Court Opinion

ID: 3661243
Source: CourtListenerOpinion
Date Created: 2016-07-06 06:12:43.485796+00
Date Added: 2024-06-11T13:39:07.919699
License: Public Domain

It was decided in Haskins v. Royster, 70 N.C. 601 [70 N.C. 600], that if a person maliciously entices laborers or croppers to break their contracts with their employer and desert his service, the employer may recover damages against such person. The same reasons cover every case where one person maliciously persuades another to break any contract with a third person. It is not confined to contracts for service. In the present case the plaintiff made a contract with the Atlantic  North Carolina Railroad Company of which the defendant was President and Superintendent, by which the Company agreed to transport from points on their road to Morehead City a large number of cross-ties which plaintiff had contracted to deliver in Cuba. After the contract had been partly performed the defendant being still President and Superintendent of the Company maliciously and for the purpose of injuring the plaintiff, as the jury have found, refused to complete the contract whereby plaintiff was injured. After the jury had found a verdict for the plaintiff and assessed his damages the Judge arrested the judgment and the plaintiff appealed. In this we think the Judge erred and his judgment must be reversed.

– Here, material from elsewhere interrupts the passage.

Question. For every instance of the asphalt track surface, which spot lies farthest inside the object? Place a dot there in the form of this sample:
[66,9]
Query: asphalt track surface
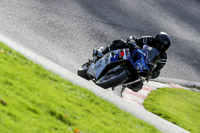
[66,31]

It is the duty of this Court to give such judgment as it appears on the record that the Court below should have given. The plaintiff moves here for judgment upon the verdict. There are no exceptions by defendant to the Judge's charge, and it does not appear that he asked for a new trial. The instructions of the Judge on the question of damages are not full, but it does not appear that he was requested to give any others. If he had thought the damages excessive he would have set the verdict aside and given a *Page 357 
new trial on that ground. We neither do nor can know anything of the evidence and if we did we could not set aside the verdict and give a new trial on that ground except perhaps where it appeared to be a very gross case of excess
Judgment below reversed and judgment in this Court for the plaintiff according to the verdict.
PER CURIAM.                              Judgment reversed.